Convención de Naciones Unidas sobre los derechos de las personas con diversidad funcional (discapacidad)

Edificio de Naciones Unidas

La Convención Internacional sobre los Derechos de las Personas con Discapacidad (CRPD, por su sigla en inglés) es un instrumento internacional de derechos humanos de las Naciones Unidas o Derecho internacional de los derechos humanos destinadas a proteger los derechos y la dignidad de las personas con diversidad funcional. Los Estados partes en la Convención tienen la obligación de promover, proteger y garantizar el pleno disfrute de los derechos humanos de las personas con diversidad funcional y garantizar que gocen de plena igualdad ante la ley.

El texto fue aprobado por la Asamblea General de Naciones Unidas el 13 de diciembre de 2006 en la Sede de las Naciones Unidas en Nueva York, y quedaron abiertos a la firma el 30 de marzo de 2007 Tras su aprobación por la Asamblea General, la Convención será abierta a los 192 Estados Miembros para su ratificación y aplicación. La Convención entraba en vigor cuando fuera ratificada por 20 países, por lo que entró en vigor el 3 de mayo de 2008. La convención cuenta con 158 signatarios, 92 signatarios del Protocolo Facultativo, 141 ratificaciones de la Convención y 78 ratificaciones del Protocolo.4 Se trata del primer instrumento amplio de derechos humanos del siglo XXI y la primera convención de derechos humanos que se abre a la firma de las organizaciones regionales de integración.1 2 Señala un “cambio paradigmático” de las actitudes y enfoques respecto de las personas con discapacidad.

La Convención está supervisada por el Comité de Expertos de la ONU sobre Derechos de las Personas con Discapacidad.

La Convención entró en vigor en España en mayo de 2008 tras ser aprobado por las Cortes el 21 de abril del mismo año. La Convención tiene también un Protocolo Facultativo adicional, firmado por el Estado español y aprobado por las Cortes el 22 de abril de 2008, que abre mecanismos de reclamación y somete a España a revisiones por por parte del Comité pertinente de la Naciones Unidas. La primera revisión tuvo lugar el 23 de septiembre de 2011, y tuvo como resultado las Observaciones finales del Comité de los Derechos de las Personas con Discapacidad.

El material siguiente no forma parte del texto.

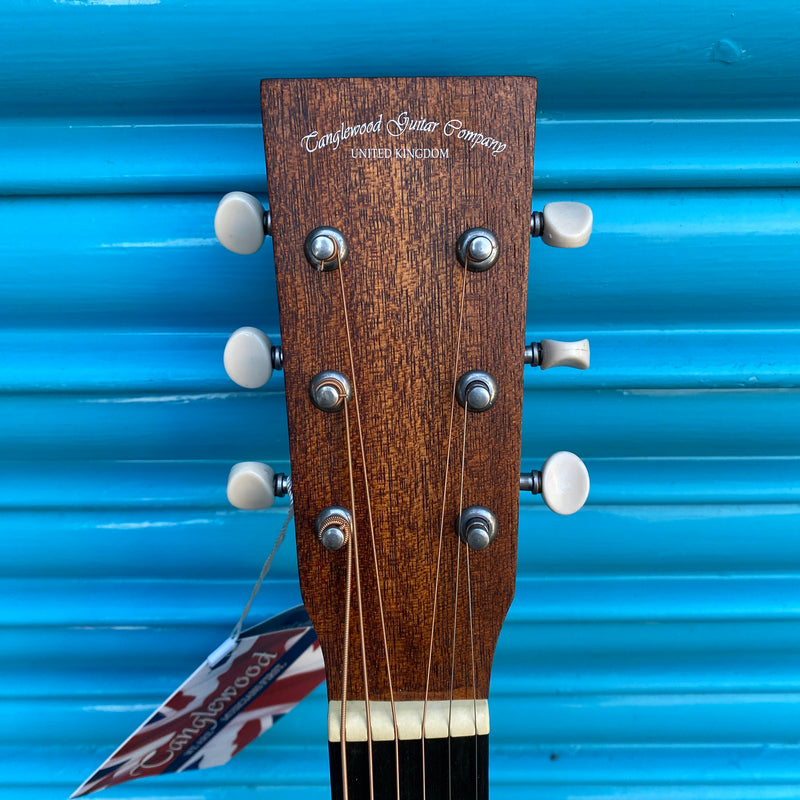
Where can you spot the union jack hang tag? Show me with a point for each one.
(240, 691)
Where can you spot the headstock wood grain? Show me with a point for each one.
(381, 319)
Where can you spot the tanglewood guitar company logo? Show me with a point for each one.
(398, 127)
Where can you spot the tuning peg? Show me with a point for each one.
(253, 485)
(563, 483)
(563, 224)
(552, 353)
(249, 357)
(241, 223)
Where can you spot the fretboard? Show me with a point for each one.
(456, 767)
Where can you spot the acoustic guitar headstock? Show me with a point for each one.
(400, 216)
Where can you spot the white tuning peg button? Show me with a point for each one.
(563, 224)
(563, 483)
(552, 353)
(241, 223)
(248, 357)
(251, 485)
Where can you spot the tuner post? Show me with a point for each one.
(326, 248)
(333, 526)
(478, 249)
(552, 353)
(477, 527)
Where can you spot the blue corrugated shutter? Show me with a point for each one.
(653, 649)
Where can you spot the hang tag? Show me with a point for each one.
(240, 691)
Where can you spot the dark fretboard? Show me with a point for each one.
(456, 768)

Este texto jurídico internacional vincula y compromete al estado español a nivel constitucional, y su articulado prevalece sobre cualquier contenido jurídico de cualquier ley española. Significa un cambio conceptual radical sobre la diversidad funcional convirtiéndola en una cuestión de derechos humanos y erradica definitivamente el reduccionismo biológico y la vinculación con la enfermedad a la que habían sido sometidas las personas con diversidad funcional.

La discriminación por diversidad funcional pasa a ser una más de las ya conocidas por la sociedad por la sociedad, como la discriminación por orientación sexual, el género, religión, la edad, etc. Para comprender la profundidad de este cambio, basta con sustituir un tipo de discriminación por otra a la hora de hablar o legislar sobre la diversidad funcional. Por ejemplo, hablar o legislar sobre centros educativos especiales para personas discriminadas por su diversidad funcional sería equivalente a hablar con legislar sobre centros educativos especiales para personas de diferente orientación sexual, de diferente raza, etc.